In this second half of a two-part interview series, Dr. Flores speaks on the role of bioethics in health care, ethics and tradition, and how ethics affects the everyday. Dr. Flores is an ethicist whose work includes religious ethics, Catholic and Latinx theology, and bioethics, among others. In particular, her research looks at issues of migration, labor, consumption, race and ethnicity, gender, family, and ecology.

In terms of medical ethics, each provider in the healthcare system may have a different idea of what is best for a patient. More generally, how do we reconcile what is the best way to reach the common good of society, when we disagree on what the common good might be in the first place?

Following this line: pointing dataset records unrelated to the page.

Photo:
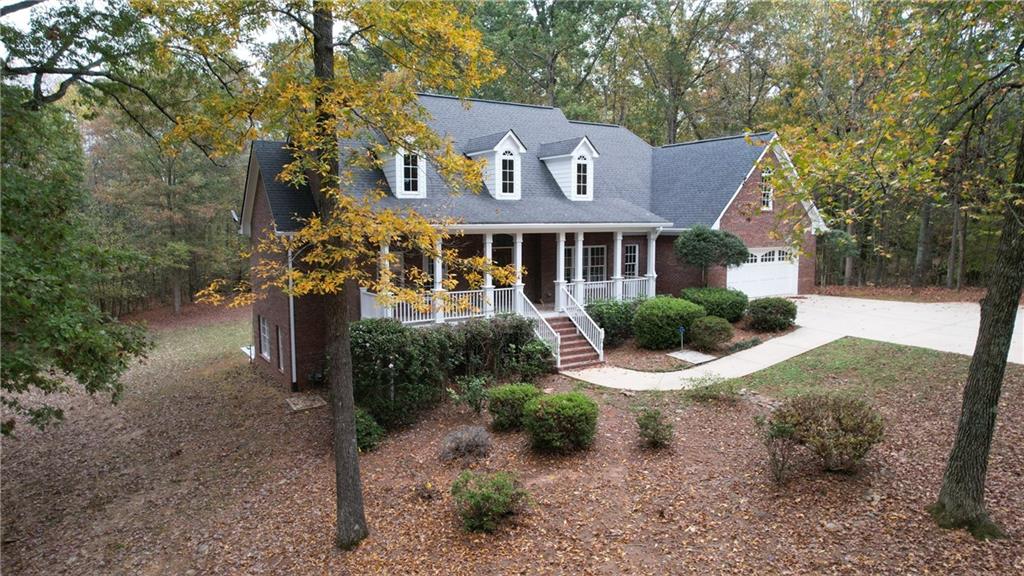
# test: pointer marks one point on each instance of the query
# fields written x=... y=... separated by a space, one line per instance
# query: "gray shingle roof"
x=693 y=182
x=288 y=204
x=676 y=187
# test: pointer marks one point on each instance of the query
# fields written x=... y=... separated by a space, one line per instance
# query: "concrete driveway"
x=941 y=326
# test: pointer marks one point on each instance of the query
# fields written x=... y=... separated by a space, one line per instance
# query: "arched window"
x=508 y=172
x=767 y=191
x=583 y=175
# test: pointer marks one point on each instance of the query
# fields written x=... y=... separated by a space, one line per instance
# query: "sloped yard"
x=202 y=469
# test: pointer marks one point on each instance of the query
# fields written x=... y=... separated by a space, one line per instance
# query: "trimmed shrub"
x=472 y=393
x=368 y=433
x=723 y=302
x=780 y=440
x=466 y=443
x=655 y=325
x=709 y=333
x=506 y=405
x=483 y=500
x=839 y=429
x=531 y=360
x=561 y=422
x=655 y=429
x=400 y=371
x=615 y=317
x=772 y=315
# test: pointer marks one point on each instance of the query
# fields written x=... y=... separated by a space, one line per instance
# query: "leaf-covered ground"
x=202 y=469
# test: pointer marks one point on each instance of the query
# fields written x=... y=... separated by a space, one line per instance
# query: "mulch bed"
x=205 y=471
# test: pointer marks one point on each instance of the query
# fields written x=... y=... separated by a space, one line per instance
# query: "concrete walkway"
x=944 y=326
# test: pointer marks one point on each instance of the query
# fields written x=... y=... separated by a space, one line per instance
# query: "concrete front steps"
x=576 y=351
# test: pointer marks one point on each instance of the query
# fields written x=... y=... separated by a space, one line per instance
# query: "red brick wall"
x=271 y=304
x=757 y=228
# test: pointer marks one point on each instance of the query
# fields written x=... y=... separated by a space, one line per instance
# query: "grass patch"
x=853 y=365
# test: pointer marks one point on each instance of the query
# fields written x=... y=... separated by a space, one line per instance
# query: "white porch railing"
x=634 y=288
x=544 y=330
x=584 y=323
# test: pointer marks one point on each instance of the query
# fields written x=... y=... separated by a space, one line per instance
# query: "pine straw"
x=203 y=468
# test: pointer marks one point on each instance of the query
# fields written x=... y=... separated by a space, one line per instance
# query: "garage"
x=768 y=272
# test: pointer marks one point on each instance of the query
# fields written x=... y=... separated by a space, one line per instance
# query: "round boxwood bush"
x=368 y=433
x=506 y=405
x=772 y=315
x=656 y=322
x=723 y=302
x=561 y=422
x=615 y=317
x=709 y=332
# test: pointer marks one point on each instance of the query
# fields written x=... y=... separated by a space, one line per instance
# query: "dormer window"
x=409 y=175
x=583 y=180
x=767 y=192
x=508 y=172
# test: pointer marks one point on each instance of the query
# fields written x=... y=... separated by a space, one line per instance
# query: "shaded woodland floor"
x=203 y=469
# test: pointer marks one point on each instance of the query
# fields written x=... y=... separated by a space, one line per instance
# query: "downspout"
x=291 y=320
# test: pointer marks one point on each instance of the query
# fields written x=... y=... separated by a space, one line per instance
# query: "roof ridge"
x=449 y=96
x=595 y=123
x=743 y=135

That’s a really important question. Actually UVA religious studies has been on the forefront of thinking through this problem (especially in the work of Jim Childress, who is now professor emeritus here at UVA), in trying to think through frameworks for allowing for particularity and diversity within systems while still respecting a basic set of rights that people have, regardless of where they come from or what their religious beliefs are. A great example of this is the principle of autonomy. Now autonomy gets a really bad reputation from a lot of different people- ‘it’s a really selfish principle, it’s not concerned with community,’ etc. And of course, the study of autonomy reveals that even thinking about human agency and the ways in which humans act, can’t really be extricated from thinking about community. So thinking about individual action has to happen within the context of relationships, even if we’re focusing on what it is that individuals have the right to do or not to do. But also, understandings of autonomy and personal agency vary across communities- across religious communities, across cultures, across regions of the country. So a principle such as autonomy- even though it strives to ensure that we have basic procedures in place to make sure that people aren’t being taken advantage of, or their rights aren’t being disrespected- also has some breathing room to allow for the specific situations of people in all of their diversity to be respected at the same time. But, I do think it’s important in a diverse society like ours, for the common good, that we respect a very baseline set of rights and privileges that all of us have access to. In addition, we should have moral frameworks that allow us to respond to particular situations with sensitivity and with specificity if there’s great need for that, but there might not be. In my mind, it’s a matter of justice that everyone have those rights.

 

We’ve talked a little about ethics and tradition. In what ways do morality and tradition work together, and in what ways do they work against? How can these two institutions be best integrated, going forward?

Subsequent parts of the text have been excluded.